Year of Mercy Concludes but its Lessons Continue
By Bishop David J. Malloy

For the past year, Pope Francis has asked us to reflect upon the mercy of God. That year of special intensity concluded with the closing of the Holy Door in St. Peter’s Basilica in Rome on Nov. 20, the Feast of Christ the King.

We may see another Jubilee Year in our lifetimes, but for now, we take the lessons of mercy and apply them more fervently to our lives of faith.

With this reflection, we will conclude our consideration of the corporal works of mercy that concentrate on bringing God’s love and mercy to our bodies and to this physical world.

So far, we have in this column examined six of the seven corporal works of mercy. Those are: feeding the hungry; giving drink to the thirsty; clothing the naked; giving shelter to the homeless; visiting the sick and ransoming the captive, more commonly known as visiting the imprisoned.

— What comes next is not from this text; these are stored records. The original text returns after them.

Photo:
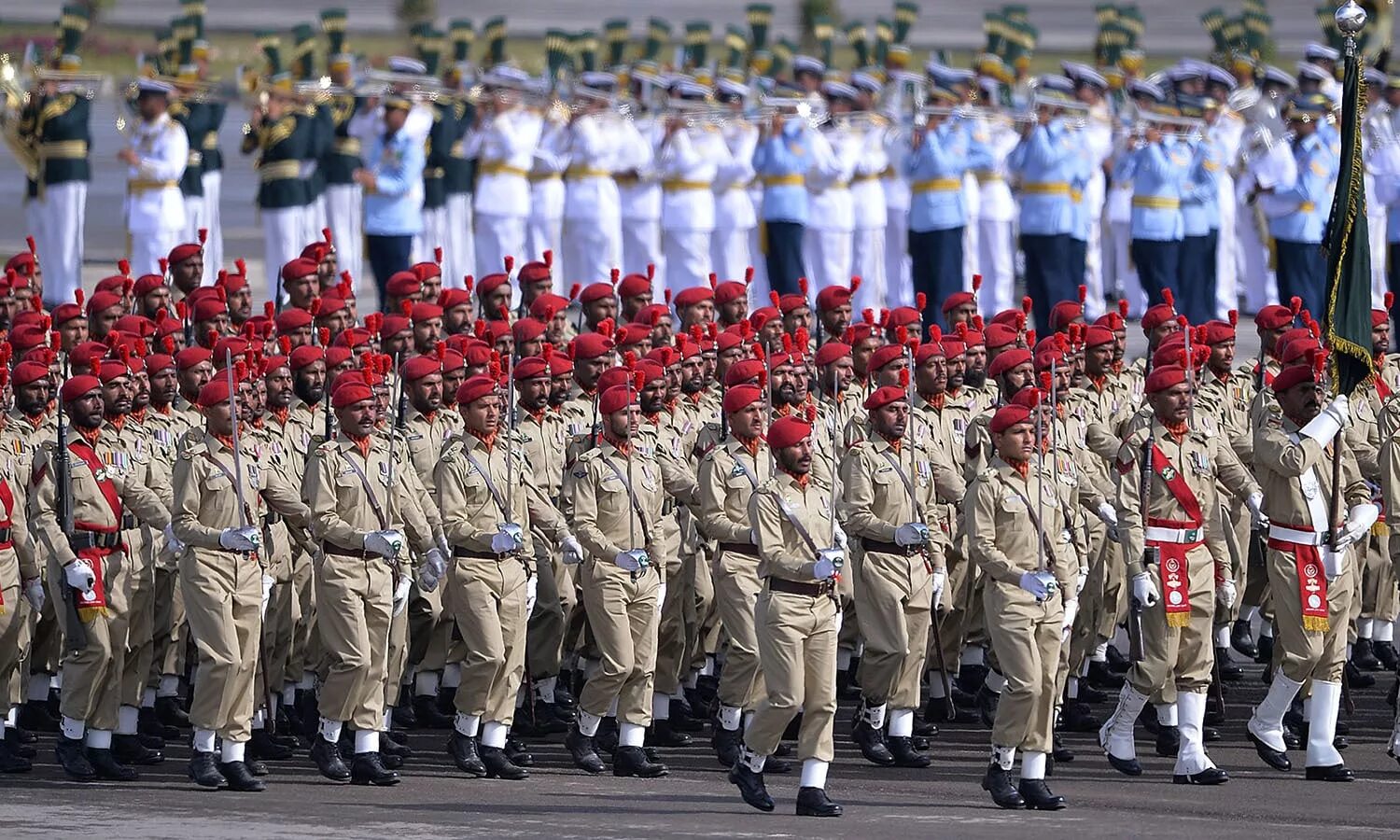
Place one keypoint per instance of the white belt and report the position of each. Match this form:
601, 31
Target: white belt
1175, 535
1302, 538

The final corporal work of mercy is burying the dead.

This corporal work has deep spiritual implications. First, it reminds us that death is an integral part of our road to eternal life. Even though we are told, “God did not make death” (Wis 1:13) as part of His original plan for the world, still death entered into our world because of sin (Rom 5:12).

Every one of us will confront personally this end of our earthly time. In a way personalized to each of us but now known only to God, we will be joined to the death that Jesus underwent for us, in His case on the cross. In every instance, death will involve the body’s loss of its life principle, the soul.

Our souls will continue to live and will pass through personal and general judgment after death.

However, the question of the body remains. And in our faith, the body is the promise of immortality.

The body that we have in this life will be the glorified body of eternal life with Christ. Just as Jesus rose with a glorified body from the tomb, just as Mary was taken body and soul to heaven, so our hope is to be in our glorified body with God and with our loved ones.

It is for this deep reason of faith that our bodies, both in life and in death merit such respect. The body is a gift from God entrusted to us and we receive it as He has given it to us. It must be our outlook of gratitude that all elements of the body, including its gender, its fertility and its general presentation of us to the world is received from the hand of God.

That respect, and the faith-filled gazing to the future resurrection of all men and women, is the basis for the mercy we show in burying the dead.

We know of the sad alternatives that can take place in a time of natural disaster or even medical catastrophes like the plague in ages past. Bodies went unburied, left to the ravages of nature. The dignity of those bodies, still in the hand of God, went unfulfilled. In our own day, in parts of the world the poor or forgotten can still go unclaimed and untended after death.

So important is the burial of the dead that on Aug. 15 of this year, the Feast of Mary’s Assumption body and soul to heaven, the Vatican issued a reminder specifically approved by Pope Francis on this issue. It restated our respect for our bodies after death.

The statement notes, “By burying the bodies of the faithful, the church confirms her faith in the resurrection of the body. … The church continues to prefer the practice of burying the bodies of the deceased, because this shows a greater esteem toward the deceased. Nevertheless, cremation is not prohibited, ‘unless it was chosen for reasons contrary to Christian doctrine.’” (“Instruction Ad resurgendum cum Christo,” 3, 4).

And the reminder to our faith approved by Pope Francis continues, “ … the conservation of the ashes of the departed in a domestic residence is not permitted. … it is not permitted to scatter the ashes of the faithful departed in the air, on land, at sea or in some other way, nor may they be preserved in mementos, pieces of jewelry or other objects.” (“IARCC,” 6, 7).

The beauty of the human body at every stage of life, from birth, to youth to the last moments of old age is not derived from fleeting human considerations. Rather, it is a dignity that comes from sharing our bodies with the incarnation of the Son of God. To bury the dead is lovingly to see to remains, as did Joseph of Arimathea for Jesus on Good Friday. For Joseph, as for us, it is truly an act of mercy.